Submitted by Spartacus on January 11, 2011

The four-month struggle between Patrick Stevedores and the Maritime Union of Australia (MUA) was the most significant industrial dispute of the 1990s and one of the most important since the 1960s. At stake were not just the jobs of 1,400 wharfies but the Howard Government's entire industrial agenda which was:

  • to take on and smash the MUA and then to use this as a springboard to move on to break unionism in the coal mines, the building industry, and the meatworks;

  • to introduce non-union labour onto the wharves;
  • to use the dispute as a showcase for the Government's anti-union laws to intimidate other unions; and
  • to win electoral support on a ticket of "union-busting".

In every one of these key aims, the Government failed. A gathering employer offensive against unionism was stopped in its tracks. All the wharfies walked back through the gates on being reinstated by the courts. The scab company PCS Stevedores was crushed and chased off the waterfront. The MUA retained almost 100 per cent control over waterfront labour. Not only that, but the dispute itself taught much about how the labour movement can be revitalised, as industrial solidarity, mass picket lines, and the language of class struggle forced themselves back onto the industrial and political agenda in Australia.

Although Australian unionists have every right to be proud of the tremendous struggle waged by the MUA and its supporters in the first half of 1998, our side took some serious casualties. Half the Patrick workforce lost their jobs. Industrial conditions were driven backwards and the pace of work intensified. Patrick took the opportunity to step up its casualisation of the waterfront labour force. And every breakthrough that was made by Patrick is shortly to be implemented, with union agreement, at P&O.1

This pamphlet looks at the inspiring elements of the mass struggle by Australian wharfies and their supporters and the lessons that we can learn from the successes; it also asks the question: why, when the Government and the employers were on the ropes, did wharfies have to give up so much? How was it that a campaign that had so much potential and which drew in tens of thousands of union activists ended up with 700 wharfies out of a job?

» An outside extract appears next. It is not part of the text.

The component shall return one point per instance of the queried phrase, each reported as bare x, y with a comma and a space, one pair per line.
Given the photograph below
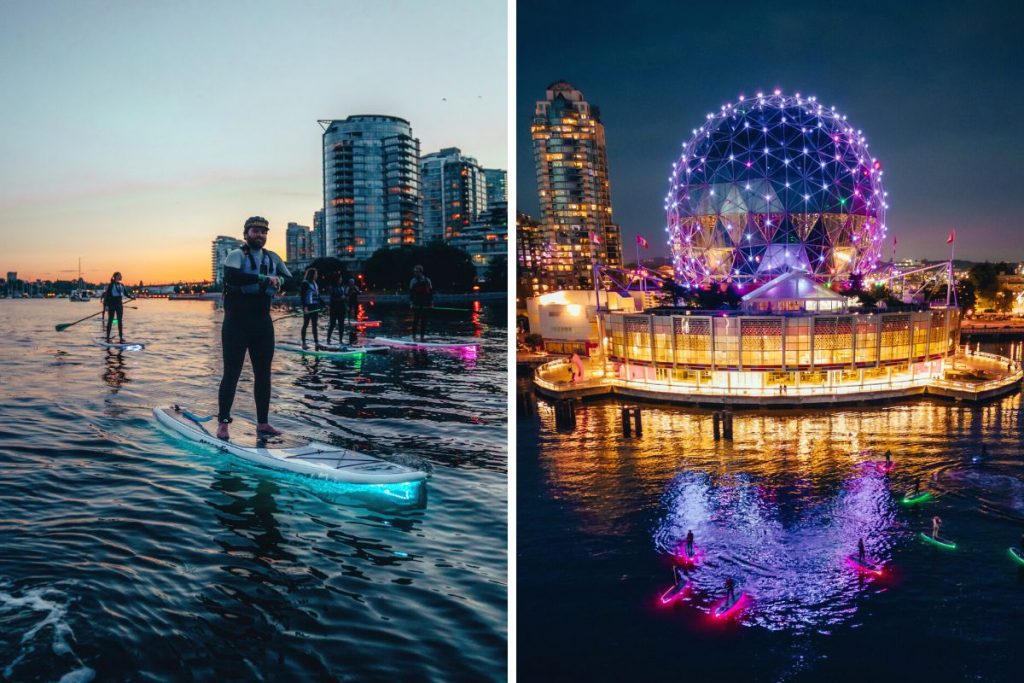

Reith and Howard have been pushed back by their failure on the waterfront but made clear on their re-election that they are now back in the ring for the next round against the MUA or another key union. Pressure from employers who are gunning for full-blooded "industrial reform" and the world economic bust leaves them with no alternative. So it is vitally important that we learn the lessons of the waterfront dispute to prepare ourselves for the coming battles.

  • 1In Brisbane, P&O Ports trades under the name Conaust Stevedores. When referring to the company's operations in Brisbane, it will be referred to as Conaust, elsewhere as P&O.